As bloggers and their comment sections currently argue about whether a movie like “The Hateful Eight” should bother with 70mm film rigmarole or not, “Stinking Heaven” humbly proves that what matters most for a film format is serving the texture, emotional and physical, within a story. That being said, “Stinking Heaven” is shot on Betacam, its faces a tad fuzzy, and its sweaty visuals adding their own disorder to a stubborn non-sharpness. But considering its 1990 setting and low budget, aside from costuming this format provides all the production design “Stinking Heaven” needs. As it sometimes places these 1990s characters into guerrilla scenes shot amongst 2010's details with unsuspecting extras, “Stinking Heaven” is an experience where fiction and nonfiction blend, as do place and time. Silver’s film is bizarrely, triumphantly elevated in the process—it is able to dent your soul like any thoroughly genre movie, where a tangible truth is even more palpable within intentional, stylistic artifice (i.e. rain scenes in romance movies that feel sincere). In this case, the genre here becomes that of Silver’s oft-explored family unit drama, (“Exit Elena,” “Soft in the Head,” “Uncertain Terms”), which he now excels with in this film.
With exhilarating confidence, Silver directs his ensemble of breakthrough talent—sometimes unapologetically clunky line-readings and all—like he's conducting a tight noise rock band, where an unpredictability in character and atmosphere doesn't impede on control of the big picture.
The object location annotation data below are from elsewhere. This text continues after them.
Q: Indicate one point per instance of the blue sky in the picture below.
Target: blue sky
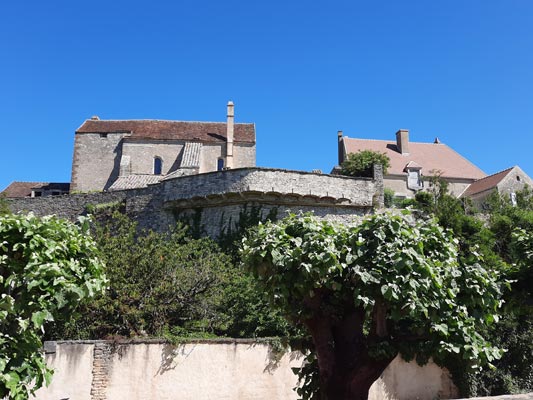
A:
(459, 70)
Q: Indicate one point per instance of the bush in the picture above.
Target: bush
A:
(360, 163)
(47, 266)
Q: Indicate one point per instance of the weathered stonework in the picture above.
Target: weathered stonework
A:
(215, 202)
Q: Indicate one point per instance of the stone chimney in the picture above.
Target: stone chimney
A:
(229, 143)
(402, 141)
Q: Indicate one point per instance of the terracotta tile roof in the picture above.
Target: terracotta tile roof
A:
(134, 181)
(168, 130)
(24, 189)
(430, 156)
(486, 183)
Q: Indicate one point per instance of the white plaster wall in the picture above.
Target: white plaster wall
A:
(213, 370)
(72, 377)
(409, 381)
(201, 371)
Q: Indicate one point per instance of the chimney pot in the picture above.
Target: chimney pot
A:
(402, 141)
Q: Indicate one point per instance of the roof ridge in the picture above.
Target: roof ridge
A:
(394, 141)
(464, 158)
(164, 120)
(496, 173)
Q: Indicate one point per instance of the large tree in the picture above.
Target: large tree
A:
(368, 292)
(47, 265)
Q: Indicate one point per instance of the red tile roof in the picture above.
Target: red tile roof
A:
(430, 156)
(24, 189)
(486, 183)
(168, 130)
(20, 189)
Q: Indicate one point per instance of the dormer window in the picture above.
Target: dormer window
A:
(158, 166)
(414, 176)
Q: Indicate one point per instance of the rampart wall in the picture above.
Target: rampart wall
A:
(215, 202)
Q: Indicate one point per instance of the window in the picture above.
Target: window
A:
(414, 180)
(158, 166)
(220, 164)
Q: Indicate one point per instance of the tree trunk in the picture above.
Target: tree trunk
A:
(346, 370)
(355, 384)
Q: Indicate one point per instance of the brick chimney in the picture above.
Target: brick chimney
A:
(402, 141)
(230, 127)
(340, 146)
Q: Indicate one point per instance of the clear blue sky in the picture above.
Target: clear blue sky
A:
(300, 70)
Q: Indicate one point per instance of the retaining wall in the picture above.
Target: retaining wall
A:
(207, 369)
(215, 202)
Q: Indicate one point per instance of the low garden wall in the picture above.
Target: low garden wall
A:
(207, 369)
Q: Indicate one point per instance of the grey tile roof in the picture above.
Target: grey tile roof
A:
(191, 155)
It’s a magnificent group that completes Silver’s raw vision, including antagonizing performances from Hannah Gross, or Jason Giampietro as the insensitive Al (who mocks housemate Gene [Larry Novak] about having a seizure while selling his body for drug money). Everyone is complicated here, regardless of their screen-time amount. As the camera floats around the tight spaces that they share, sometimes landing on layers-deep reaction shots, there is a high voltage energy between them all, and it is ruthless.
In the feat of any great storyteller, especially one who thinks outside of the rules, Silver maneuvers his story and characters to emotional climaxes with profound authenticity. Two of them are heartbreaking scenes centered around Tallie Medel’s fantastic performance as Courtney, whose last sequence emotionally clobbered me, minimizing me to tears. As I later understood after regaining composure, it gave the release I craved from the masterful hell Silver had created in other people, nonetheless manifested in tension that comes from all sides of “Stinking Heaven”—how it looks, how its story is told, and how it's performed. By no coincidence, this moment was also the confirmation of Silver's must-follow status, especially as a filmmaker who can orchestrate a cinematic chaos all his own.